Be it noted, too, as Sabar notes in an earlier article, that all this is happening in the wake of the success of The Da Vinci Code (book and movie) and its suggestion that Jesus had married Mary Magdalen, but also after the Vatican had declared the fragment an “inept forgery.”  To clarify: King made a major announcement about the scrap of papyrus before submitting her article to the journal; the Vatican (and a host of other sources) registered their disbelief in the fragment’s authenticity in response to that well-orchestrated event.

And there were reasons for those suspicions, including “an odd typographical error that appears in both the Jesus’s-wife fragment and an edition of the Gospel of Thomas that was posted online in 2002, suggesting an easily available source for a modern forger’s cut-and-paste job.”

Leo Depuydt, an Egyptologist at Brown University, declared that “As a forgery, it is bad to the point of being farcical or fobbish. . . . I don’t buy the argument that this is sophisticated. I think it could be done in an afternoon by an undergraduate student.”  This quotation, by the way, comes from an article in the Boston Globe headlined “No evidence of modern forgery in ancient text mentioning ‘Jesus’ wife.’”  Wait… What???

No one looks good in this, but one supposes the possibility that even a scholar with an international reputation could have been guilty of nothing worse that overzealousness in pursuit of evidence that would buttress her feminist theology.  She subsequently claimed that, in Sabar’s words, “she had suspected from the start that the papyrus was forged, but pressed ahead, ignoring red flags, recruiting conflicted scientists, and withholding important facts, photos, and paperwork.”

Any vestigial reputation for integrity she might have had was utterly destroyed by the attempt to authenticate the papyrus: the two scientists enlisted for the effort, neither of whom had specific expertise, were a childhood friend of King’s (who ushered at her wedding) and Bagnall’s brother-in-law.  Really.

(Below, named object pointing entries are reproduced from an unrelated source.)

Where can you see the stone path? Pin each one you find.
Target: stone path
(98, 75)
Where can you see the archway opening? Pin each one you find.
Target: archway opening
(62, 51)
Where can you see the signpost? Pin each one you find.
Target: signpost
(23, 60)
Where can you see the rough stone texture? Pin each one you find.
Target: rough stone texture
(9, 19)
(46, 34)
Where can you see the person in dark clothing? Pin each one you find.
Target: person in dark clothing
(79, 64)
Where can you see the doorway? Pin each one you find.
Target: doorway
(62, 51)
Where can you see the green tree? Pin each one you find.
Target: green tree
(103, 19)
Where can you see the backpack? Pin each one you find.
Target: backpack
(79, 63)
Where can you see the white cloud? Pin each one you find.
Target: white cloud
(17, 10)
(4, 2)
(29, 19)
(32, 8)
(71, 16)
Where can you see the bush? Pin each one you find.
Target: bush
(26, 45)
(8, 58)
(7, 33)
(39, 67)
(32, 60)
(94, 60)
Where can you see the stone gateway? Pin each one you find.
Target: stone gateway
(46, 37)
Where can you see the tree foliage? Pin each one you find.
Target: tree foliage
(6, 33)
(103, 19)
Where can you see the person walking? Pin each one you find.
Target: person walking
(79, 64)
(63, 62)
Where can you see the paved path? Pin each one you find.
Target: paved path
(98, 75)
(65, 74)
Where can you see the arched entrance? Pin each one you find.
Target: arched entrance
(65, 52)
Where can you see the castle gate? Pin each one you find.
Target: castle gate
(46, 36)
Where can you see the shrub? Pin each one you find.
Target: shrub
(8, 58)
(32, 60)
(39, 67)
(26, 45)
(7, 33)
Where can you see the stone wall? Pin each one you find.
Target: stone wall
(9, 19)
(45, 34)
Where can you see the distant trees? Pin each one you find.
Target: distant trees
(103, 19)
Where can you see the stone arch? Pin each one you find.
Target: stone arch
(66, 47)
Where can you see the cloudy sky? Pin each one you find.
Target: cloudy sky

The whole business gets worse.  Sabar, again:

The journal, it turned out, had never peer-reviewed the scientists’ reports — to check, for instance, whether the studies had been properly carried out, meaningful tests of forgery. News media, for their part, were effectively barred from doing their own checks: Harvard Divinity School gave reporters exclusives on King’s article on the condition they contact no scientists or scholars other than those King had cited in her paper.  
Well, that they not contact other sources before the publication date of the article—not quite the same thing.

Anyway, the most likely scenario is that the fragment was owned, and likely forged, by one Walter Fritz, erstwhile internet pornographer and Stasi Museum director (!).  Seriously, if Dan Brown wrote this stuff, he’d be laughed at.

Meanwhile, King asserts that although the fragment is almost certainly a fake, that her article should not carry indication that its conclusions are very much called into question: “I don’t see anything to retract…. I have always thought of scholarship as a conversation. So you put out your best thoughts, and then people … bring in new ideas or evidence. You go on.”  Erm… no.

It’s one thing to change your mind about what the appropriate conclusion to be drawn from the available evidence might be.  It’s reasonable that new information changes a scholar’s perspective.  But to base an entire argument on almost certainly flawed if not outright deceitful materials: this is not to engage in conversation.  This is not ignorance of other evidence; this is, plain and simple, duplicitous behavior.  “Moving on” can happen only after an acknowledgment of the truth, and such a moment cannot occur without retracting the article or at least putting a marker on it to attest to the likelihood of erroneous information.

Dr. King should demand it; the Harvard Theological Review should do so with or without her blessing.

Don’t hold your breath, Gentle Reader.